Kisely Steve, Seth Rebecca, Jordan Susan J, Kendall Bradley, Siskind Dan J, Sara Grant, Chapman Justin, Brophy Lisa, Lawrence David M
The University of Queensland, Brisbane, QLD.
Curtin University, Perth, WA.
Med J Aust. 2024 Dec 9;221(11):617-622. doi: 10.5694/mja2.52521. Epub 2024 Nov 13.
To compare rates of participation in the National Bowel Cancer Screening Program (NBCSP) and follow-up for people with severe mental illness with those for people without severe mental illness or not prescribed antidepressants.
Retrospective cohort study; analysis of de-identified linked NBCSP, Pharmaceutical Benefits Scheme (PBS), and Medicare Benefits Schedule (MBS) data.
Australia, 2006-2019.
People aged 50-74 years (NBCSP-eligible) with severe mental illness, defined as those dispensed two or more prescriptions for second generation antipsychotics or for lithium (PBS data), and a random sample of people aged 50-74 years eligible for Medicare-subsidised services but never prescribed psychotropic medications (antipsychotics, lithium, antidepressants).
NBCSP participation (returned faecal occult blood test sample), valid test result, positive test result, and follow-up colonoscopy rates.
A total of 119 475 people with severe mental illness and 1 090 574 control group people were included in our analyses. The proportion of women was larger in the severe mental illness group (51.3%) than the control group (48.7%), as were the proportions who lived in inner regional areas (23.5% v 19.1%) or in areas in the lowest socio-economic quintile (21.8% v 14.7%). The NBCSP participation rate was lower among people with severe mental illness (adjusted incidence rate ratio [IRR], 0.70; 95% confidence interval [CI], 0.69-0.84). The proportion of valid test results was smaller for people with severe mental illness (95.9% v 98.7%; adjusted IRR, 0.97; 95% CI, 0.96-0.99), and the positive test result proportion larger (12.3% v 6.6%; adjusted IRR, 2.01; 95% CI, 1.94-2.09). The proportion of positive test results followed by colonoscopy was smaller for people with severe mental illness (71.7% v 82.6%; adjusted IRR, 0.88; 95% CI, 0.85-0.92).
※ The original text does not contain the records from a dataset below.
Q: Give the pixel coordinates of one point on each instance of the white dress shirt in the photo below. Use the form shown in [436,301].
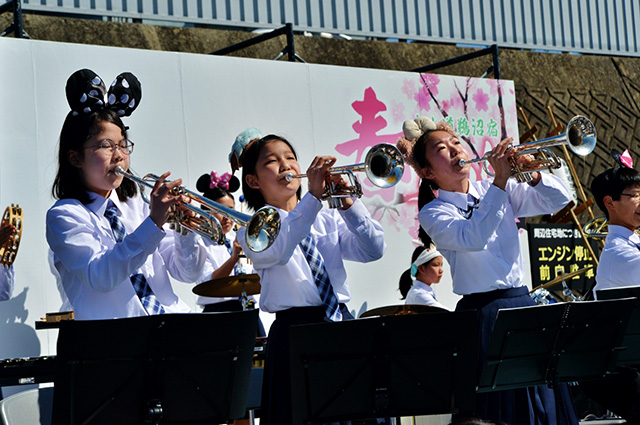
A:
[7,282]
[619,263]
[484,251]
[422,294]
[285,275]
[217,255]
[95,270]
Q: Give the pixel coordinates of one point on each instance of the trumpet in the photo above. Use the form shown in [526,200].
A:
[383,166]
[12,216]
[580,137]
[262,227]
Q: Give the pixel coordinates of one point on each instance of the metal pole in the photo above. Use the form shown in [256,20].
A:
[496,61]
[291,48]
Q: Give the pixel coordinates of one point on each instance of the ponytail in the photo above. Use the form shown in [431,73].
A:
[405,283]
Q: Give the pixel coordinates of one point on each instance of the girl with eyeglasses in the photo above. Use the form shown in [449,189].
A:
[111,253]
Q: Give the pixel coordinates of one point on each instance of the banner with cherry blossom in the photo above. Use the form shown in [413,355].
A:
[482,111]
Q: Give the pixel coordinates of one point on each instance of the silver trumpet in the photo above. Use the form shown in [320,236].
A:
[262,227]
[383,166]
[580,137]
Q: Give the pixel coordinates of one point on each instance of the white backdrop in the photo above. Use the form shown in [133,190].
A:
[192,108]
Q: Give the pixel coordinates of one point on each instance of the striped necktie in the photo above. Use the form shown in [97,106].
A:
[319,272]
[472,204]
[140,285]
[237,268]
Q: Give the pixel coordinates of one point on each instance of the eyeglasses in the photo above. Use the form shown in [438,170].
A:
[108,146]
[635,197]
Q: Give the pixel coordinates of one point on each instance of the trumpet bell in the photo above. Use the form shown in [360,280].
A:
[384,165]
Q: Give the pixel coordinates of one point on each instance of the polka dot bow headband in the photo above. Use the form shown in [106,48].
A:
[412,130]
[219,181]
[86,93]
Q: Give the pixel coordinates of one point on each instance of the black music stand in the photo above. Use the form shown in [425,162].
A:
[550,344]
[164,369]
[383,367]
[631,341]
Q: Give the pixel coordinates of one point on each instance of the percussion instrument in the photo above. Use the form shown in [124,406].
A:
[580,137]
[8,251]
[402,309]
[262,228]
[231,286]
[383,166]
[27,370]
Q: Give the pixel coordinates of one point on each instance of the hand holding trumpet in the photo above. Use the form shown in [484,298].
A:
[317,174]
[163,200]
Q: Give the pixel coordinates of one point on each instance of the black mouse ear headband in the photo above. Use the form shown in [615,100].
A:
[86,93]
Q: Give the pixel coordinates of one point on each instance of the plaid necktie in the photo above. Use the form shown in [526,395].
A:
[237,268]
[319,272]
[140,285]
[472,204]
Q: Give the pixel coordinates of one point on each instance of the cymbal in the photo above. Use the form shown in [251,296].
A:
[399,310]
[230,286]
[562,277]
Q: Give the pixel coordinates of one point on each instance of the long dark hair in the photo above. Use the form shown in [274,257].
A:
[76,130]
[253,197]
[427,187]
[405,279]
[613,182]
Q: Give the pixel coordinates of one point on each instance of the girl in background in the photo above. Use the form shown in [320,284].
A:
[415,283]
[473,225]
[302,274]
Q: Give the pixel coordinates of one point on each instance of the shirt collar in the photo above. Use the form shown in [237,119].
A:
[98,204]
[615,230]
[458,199]
[421,285]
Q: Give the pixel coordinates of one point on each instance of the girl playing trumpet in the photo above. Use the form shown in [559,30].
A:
[109,248]
[474,226]
[302,274]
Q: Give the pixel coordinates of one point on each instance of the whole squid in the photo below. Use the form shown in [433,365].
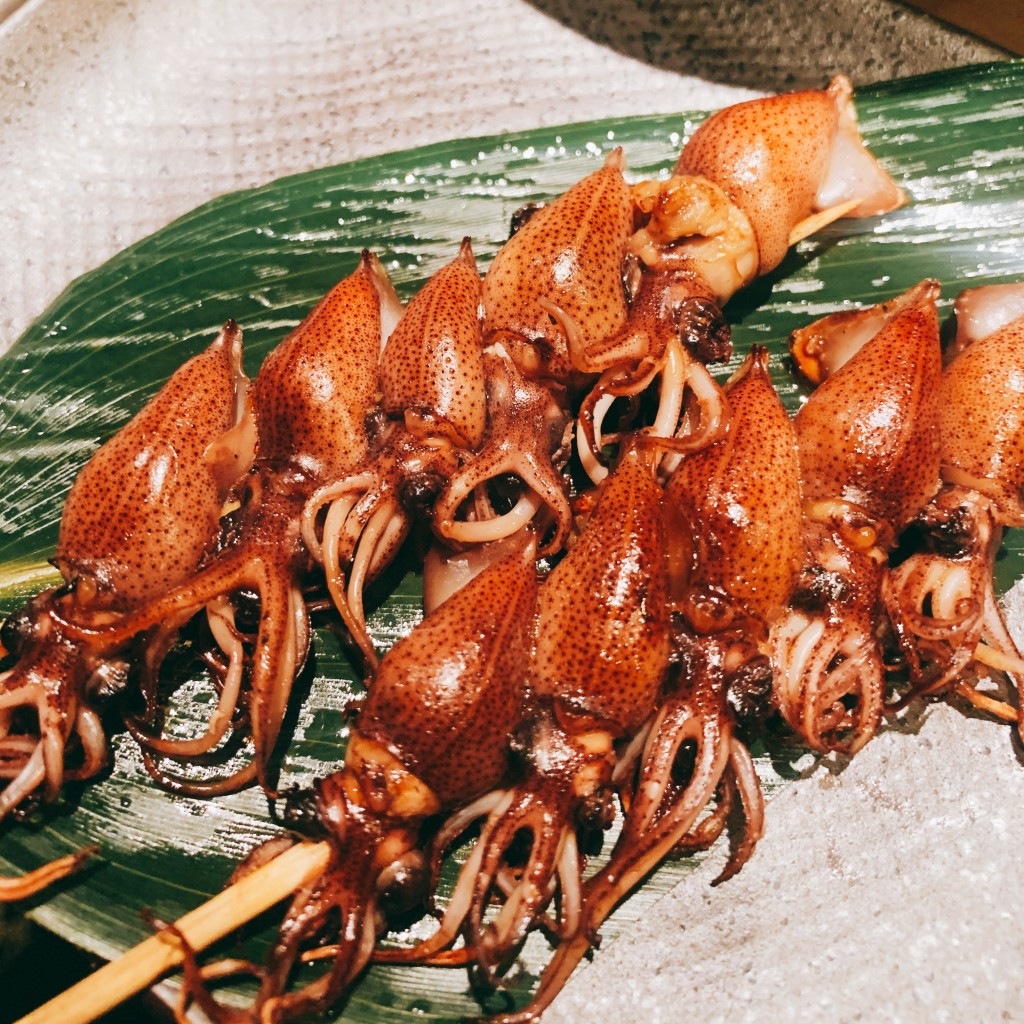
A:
[430,419]
[868,439]
[602,649]
[431,735]
[311,398]
[755,178]
[941,598]
[740,498]
[142,513]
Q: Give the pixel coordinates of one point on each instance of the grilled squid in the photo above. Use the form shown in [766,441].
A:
[869,462]
[260,566]
[754,179]
[430,419]
[740,497]
[141,515]
[941,599]
[431,735]
[601,652]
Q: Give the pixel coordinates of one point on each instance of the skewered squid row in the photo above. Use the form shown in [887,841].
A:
[552,352]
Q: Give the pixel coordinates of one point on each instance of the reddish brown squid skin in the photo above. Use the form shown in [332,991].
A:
[430,419]
[741,577]
[562,266]
[567,257]
[432,734]
[781,157]
[941,599]
[601,651]
[140,516]
[868,440]
[333,353]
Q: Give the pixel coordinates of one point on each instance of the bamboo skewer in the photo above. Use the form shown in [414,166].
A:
[806,227]
[143,965]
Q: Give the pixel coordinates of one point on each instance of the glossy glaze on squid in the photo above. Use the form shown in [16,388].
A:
[429,420]
[940,598]
[141,515]
[432,734]
[752,180]
[601,650]
[740,499]
[868,441]
[311,398]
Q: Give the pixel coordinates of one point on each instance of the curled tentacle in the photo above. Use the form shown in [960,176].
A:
[694,722]
[601,651]
[34,882]
[431,735]
[691,409]
[432,403]
[829,675]
[940,598]
[525,434]
[142,512]
[869,461]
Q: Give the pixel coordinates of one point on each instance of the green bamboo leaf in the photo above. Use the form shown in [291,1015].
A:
[953,140]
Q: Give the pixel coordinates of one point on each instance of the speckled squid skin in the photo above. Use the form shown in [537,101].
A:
[570,254]
[432,364]
[769,156]
[743,497]
[140,516]
[982,418]
[869,434]
[603,612]
[446,696]
[144,509]
[312,395]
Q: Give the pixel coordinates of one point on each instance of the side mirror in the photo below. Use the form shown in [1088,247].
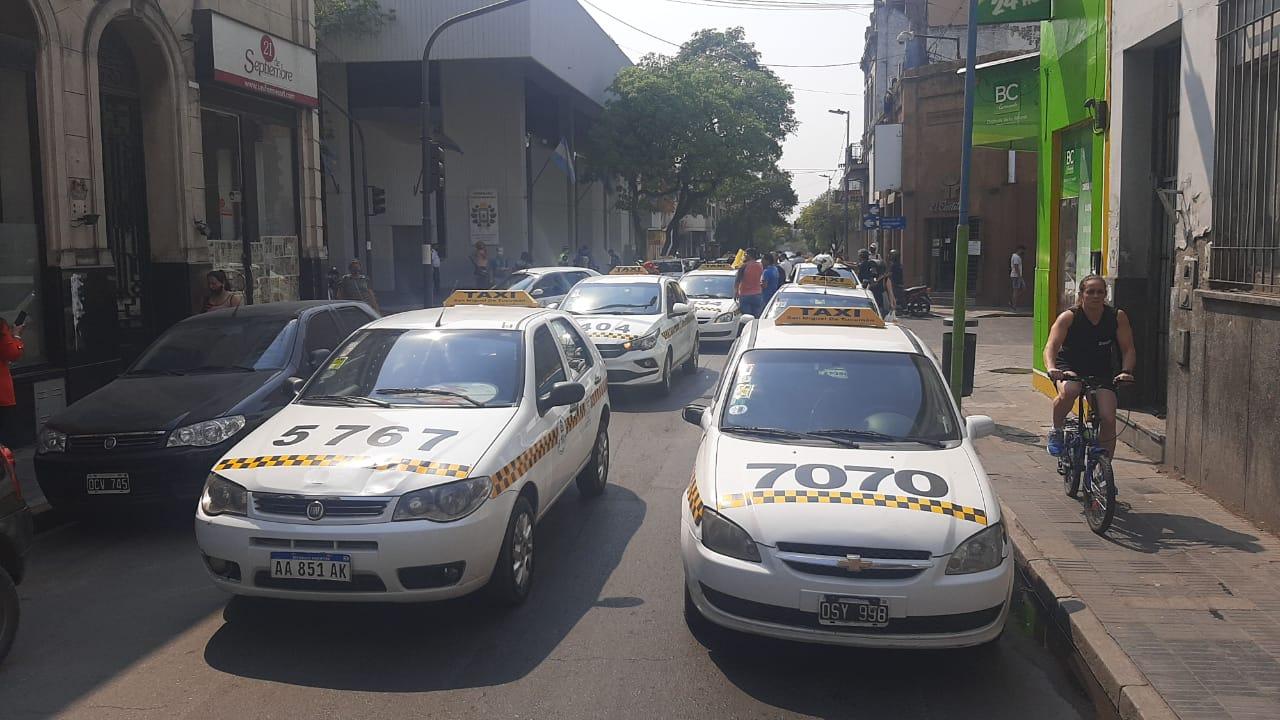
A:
[694,414]
[979,425]
[316,358]
[561,395]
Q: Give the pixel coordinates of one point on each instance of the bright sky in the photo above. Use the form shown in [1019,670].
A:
[786,32]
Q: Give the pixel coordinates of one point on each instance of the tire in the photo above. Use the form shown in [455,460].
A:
[9,613]
[1100,496]
[513,573]
[690,365]
[595,475]
[664,383]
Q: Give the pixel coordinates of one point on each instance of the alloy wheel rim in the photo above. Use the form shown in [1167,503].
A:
[522,550]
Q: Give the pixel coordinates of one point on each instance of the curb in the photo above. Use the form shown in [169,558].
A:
[1124,684]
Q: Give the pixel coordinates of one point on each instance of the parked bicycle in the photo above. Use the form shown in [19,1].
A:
[1084,458]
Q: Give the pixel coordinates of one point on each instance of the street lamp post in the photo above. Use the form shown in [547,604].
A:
[844,178]
[428,279]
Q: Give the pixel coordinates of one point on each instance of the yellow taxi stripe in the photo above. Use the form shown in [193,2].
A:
[869,499]
[405,465]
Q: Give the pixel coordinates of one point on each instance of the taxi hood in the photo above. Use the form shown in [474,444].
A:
[927,500]
[364,451]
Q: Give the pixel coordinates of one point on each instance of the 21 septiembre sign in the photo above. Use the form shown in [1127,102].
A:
[995,12]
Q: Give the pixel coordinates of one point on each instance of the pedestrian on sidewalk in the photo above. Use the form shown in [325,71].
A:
[219,295]
[1082,343]
[1015,277]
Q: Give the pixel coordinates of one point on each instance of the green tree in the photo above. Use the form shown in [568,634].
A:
[680,128]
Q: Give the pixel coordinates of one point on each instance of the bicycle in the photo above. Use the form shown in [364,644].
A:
[1084,455]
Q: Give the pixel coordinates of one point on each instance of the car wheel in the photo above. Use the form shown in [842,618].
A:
[9,613]
[691,364]
[513,573]
[593,478]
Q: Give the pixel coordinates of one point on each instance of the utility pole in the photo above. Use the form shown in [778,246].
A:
[844,177]
[961,279]
[428,279]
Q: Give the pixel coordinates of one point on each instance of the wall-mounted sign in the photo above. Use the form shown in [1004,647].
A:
[232,53]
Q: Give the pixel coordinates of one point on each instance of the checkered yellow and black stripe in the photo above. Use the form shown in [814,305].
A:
[525,461]
[695,501]
[405,464]
[871,499]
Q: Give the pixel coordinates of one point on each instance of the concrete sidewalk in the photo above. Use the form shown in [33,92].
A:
[1176,611]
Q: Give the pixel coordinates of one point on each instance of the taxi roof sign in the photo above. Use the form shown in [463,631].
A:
[498,297]
[828,281]
[836,317]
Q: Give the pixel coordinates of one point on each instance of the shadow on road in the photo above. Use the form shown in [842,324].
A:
[461,643]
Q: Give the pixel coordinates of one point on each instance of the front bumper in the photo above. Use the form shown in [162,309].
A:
[389,561]
[156,475]
[931,610]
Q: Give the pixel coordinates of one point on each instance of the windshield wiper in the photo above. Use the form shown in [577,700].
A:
[790,434]
[428,391]
[346,400]
[877,437]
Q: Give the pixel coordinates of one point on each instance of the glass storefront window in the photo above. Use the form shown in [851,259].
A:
[19,217]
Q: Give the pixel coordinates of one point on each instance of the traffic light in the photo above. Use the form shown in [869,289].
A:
[376,200]
[435,169]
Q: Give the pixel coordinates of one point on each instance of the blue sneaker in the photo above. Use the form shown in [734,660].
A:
[1055,442]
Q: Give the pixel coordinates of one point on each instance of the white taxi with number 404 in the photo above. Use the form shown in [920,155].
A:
[837,497]
[416,461]
[641,324]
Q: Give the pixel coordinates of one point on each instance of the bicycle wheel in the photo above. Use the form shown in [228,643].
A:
[1100,501]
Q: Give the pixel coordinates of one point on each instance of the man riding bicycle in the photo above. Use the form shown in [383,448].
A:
[1082,345]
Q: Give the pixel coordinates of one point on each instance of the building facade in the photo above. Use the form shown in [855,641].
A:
[142,144]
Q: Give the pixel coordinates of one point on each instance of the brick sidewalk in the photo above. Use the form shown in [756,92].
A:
[1189,592]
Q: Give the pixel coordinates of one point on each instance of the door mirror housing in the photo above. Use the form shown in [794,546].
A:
[694,414]
[979,425]
[561,395]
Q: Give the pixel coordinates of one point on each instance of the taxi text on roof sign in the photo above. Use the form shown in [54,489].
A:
[828,282]
[504,297]
[841,317]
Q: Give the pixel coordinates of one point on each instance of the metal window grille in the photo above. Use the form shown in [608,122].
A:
[1246,253]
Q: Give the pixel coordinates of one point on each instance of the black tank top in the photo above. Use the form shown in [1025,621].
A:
[1089,350]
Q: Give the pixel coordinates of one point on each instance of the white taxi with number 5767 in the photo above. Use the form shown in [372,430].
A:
[837,497]
[416,461]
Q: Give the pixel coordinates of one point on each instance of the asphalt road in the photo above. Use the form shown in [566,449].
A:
[120,621]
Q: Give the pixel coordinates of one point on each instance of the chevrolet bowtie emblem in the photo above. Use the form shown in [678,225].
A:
[855,564]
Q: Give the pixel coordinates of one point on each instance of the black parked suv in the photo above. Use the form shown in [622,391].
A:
[152,433]
[14,540]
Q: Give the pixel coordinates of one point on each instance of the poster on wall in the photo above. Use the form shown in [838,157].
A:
[484,217]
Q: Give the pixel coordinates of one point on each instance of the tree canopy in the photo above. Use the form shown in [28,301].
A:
[681,128]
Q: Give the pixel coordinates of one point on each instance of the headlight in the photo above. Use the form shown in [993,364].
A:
[223,497]
[208,433]
[51,441]
[983,551]
[726,538]
[443,504]
[645,342]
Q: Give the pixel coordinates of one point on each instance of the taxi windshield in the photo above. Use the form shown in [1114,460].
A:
[785,300]
[854,395]
[613,299]
[432,368]
[720,287]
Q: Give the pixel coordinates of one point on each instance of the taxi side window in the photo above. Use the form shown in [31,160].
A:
[548,367]
[574,346]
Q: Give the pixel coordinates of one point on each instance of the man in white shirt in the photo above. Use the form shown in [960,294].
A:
[1015,276]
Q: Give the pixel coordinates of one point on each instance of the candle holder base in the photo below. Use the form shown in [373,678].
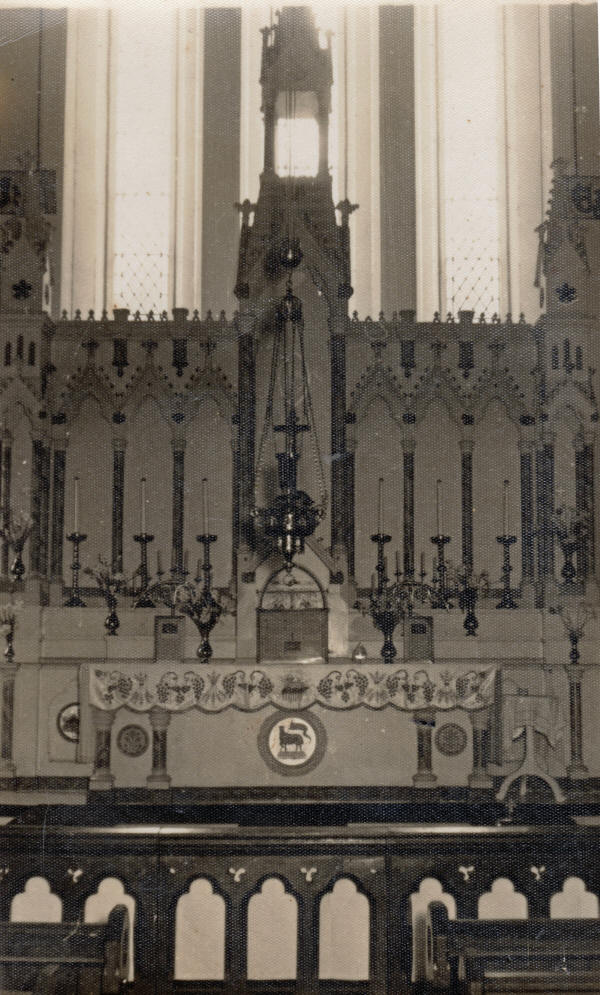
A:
[158,782]
[507,600]
[424,779]
[144,600]
[75,601]
[577,772]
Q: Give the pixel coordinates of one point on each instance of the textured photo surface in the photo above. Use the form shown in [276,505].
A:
[299,498]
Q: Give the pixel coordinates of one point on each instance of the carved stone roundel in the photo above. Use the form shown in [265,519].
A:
[450,739]
[132,740]
[292,742]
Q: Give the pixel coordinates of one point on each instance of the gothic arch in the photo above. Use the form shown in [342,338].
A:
[148,383]
[210,383]
[437,386]
[17,398]
[498,386]
[572,399]
[377,383]
[90,382]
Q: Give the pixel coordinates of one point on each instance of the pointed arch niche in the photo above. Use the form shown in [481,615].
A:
[208,453]
[272,933]
[344,933]
[437,457]
[378,454]
[292,618]
[147,454]
[89,456]
[21,461]
[496,459]
[200,934]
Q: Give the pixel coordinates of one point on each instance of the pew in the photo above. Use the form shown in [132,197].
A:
[476,956]
[64,958]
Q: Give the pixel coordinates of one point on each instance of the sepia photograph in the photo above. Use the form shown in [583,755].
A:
[299,498]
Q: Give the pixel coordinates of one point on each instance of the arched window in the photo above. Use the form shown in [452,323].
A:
[344,933]
[272,933]
[200,934]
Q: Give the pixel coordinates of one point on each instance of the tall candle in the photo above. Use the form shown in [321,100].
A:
[204,506]
[76,503]
[143,505]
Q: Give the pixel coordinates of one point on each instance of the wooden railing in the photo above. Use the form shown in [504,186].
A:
[361,888]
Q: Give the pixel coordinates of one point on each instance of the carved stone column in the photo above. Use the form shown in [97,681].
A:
[545,508]
[59,463]
[424,720]
[5,475]
[576,768]
[479,777]
[178,498]
[526,449]
[102,779]
[466,478]
[40,489]
[8,672]
[246,427]
[584,502]
[339,477]
[408,552]
[159,723]
[119,445]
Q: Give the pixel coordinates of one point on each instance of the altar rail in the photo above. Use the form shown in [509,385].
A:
[348,895]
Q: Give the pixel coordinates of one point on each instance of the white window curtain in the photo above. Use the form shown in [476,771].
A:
[483,150]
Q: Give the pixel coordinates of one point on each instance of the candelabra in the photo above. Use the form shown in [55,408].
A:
[16,533]
[144,600]
[8,621]
[164,587]
[441,597]
[110,583]
[507,600]
[75,601]
[197,601]
[466,586]
[571,527]
[574,622]
[392,602]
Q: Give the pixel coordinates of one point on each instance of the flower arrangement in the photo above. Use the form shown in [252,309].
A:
[110,582]
[15,533]
[570,524]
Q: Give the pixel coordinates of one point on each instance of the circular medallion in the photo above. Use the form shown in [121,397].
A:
[67,721]
[132,740]
[450,739]
[292,743]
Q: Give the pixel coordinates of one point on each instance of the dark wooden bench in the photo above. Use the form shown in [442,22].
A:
[511,955]
[65,958]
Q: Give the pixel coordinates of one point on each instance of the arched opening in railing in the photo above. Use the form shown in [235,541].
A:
[200,934]
[344,933]
[272,933]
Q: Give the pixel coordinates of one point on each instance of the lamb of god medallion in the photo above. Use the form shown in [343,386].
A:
[292,743]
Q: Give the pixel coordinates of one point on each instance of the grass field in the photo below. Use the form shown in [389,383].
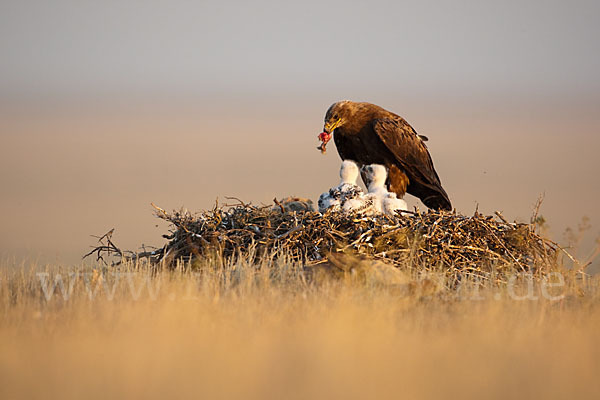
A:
[268,331]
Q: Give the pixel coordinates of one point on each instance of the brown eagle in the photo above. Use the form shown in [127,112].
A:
[369,134]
People with severe mental illness were less likely to participate in the NBCSP or to undergo colonoscopy after a positive test result than other Australians. These differences may contribute to higher colorectal cancer mortality among people with severe mental illness. The contributions of differences in cancer stage at diagnosis and subsequent treatment to higher colorectal cancer mortality require further study.
比较患有严重精神疾病的人群与未患有严重精神疾病或未服用抗抑郁药物的人群参与国家肠癌筛查计划(NBCSP)及后续跟进的比率。
回顾性队列研究;对去识别化的关联NBCSP、药品福利计划(PBS)和医疗保险福利计划(MBS)数据进行分析。
澳大利亚,2006 - 2019年。
年龄在50 - 74岁(符合NBCSP条件)且患有严重精神疾病的人群,定义为那些被开具两种或更多第二代抗精神病药物或锂盐处方的人(PBS数据),以及年龄在50 - 74岁、有资格享受医疗保险补贴服务但从未服用过精神药物(抗精神病药物、锂盐、抗抑郁药物)的随机抽样人群。
NBCSP参与情况(返回粪便潜血试验样本)、有效检测结果、阳性检测结果以及后续结肠镜检查比率。
我们的分析共纳入了119475名患有严重精神疾病的人群和1090574名对照组人群。严重精神疾病组中女性比例(51.3%)高于对照组(48.7%),居住在区域内城区的比例(23.5%对19.1%)以及居住在社会经济最底层五分之一区域的比例(21.8%对14.7%)也是如此。患有严重精神疾病的人群中NBCSP参与率较低(调整后的发病率比[IRR]为0.70;95%置信区间[CI]为0.69 - 0.84)。患有严重精神疾病的人群中有效检测结果的比例较小(95.9%对98.7%;调整后的IRR为0.97;95%CI为0.96 - 0.99),而阳性检测结果的比例较大(12.3%对6.6%;调整后的IRR为2.01;95%CI为1.94 - 2.09)。检测结果呈阳性后接受结肠镜检查的患有严重精神疾病的人群比例较小(71.7%对82.6%;调整后的IRR为0.88;95%CI为0.85 - 0.92)。
与其他澳大利亚人相比,患有严重精神疾病的人群参与NBCSP或检测结果呈阳性后接受结肠镜检查的可能性较小。这些差异可能导致患有严重精神疾病的人群中结直肠癌死亡率较高。诊断时癌症分期及后续治疗差异对较高的结直肠癌死亡率的影响需要进一步研究。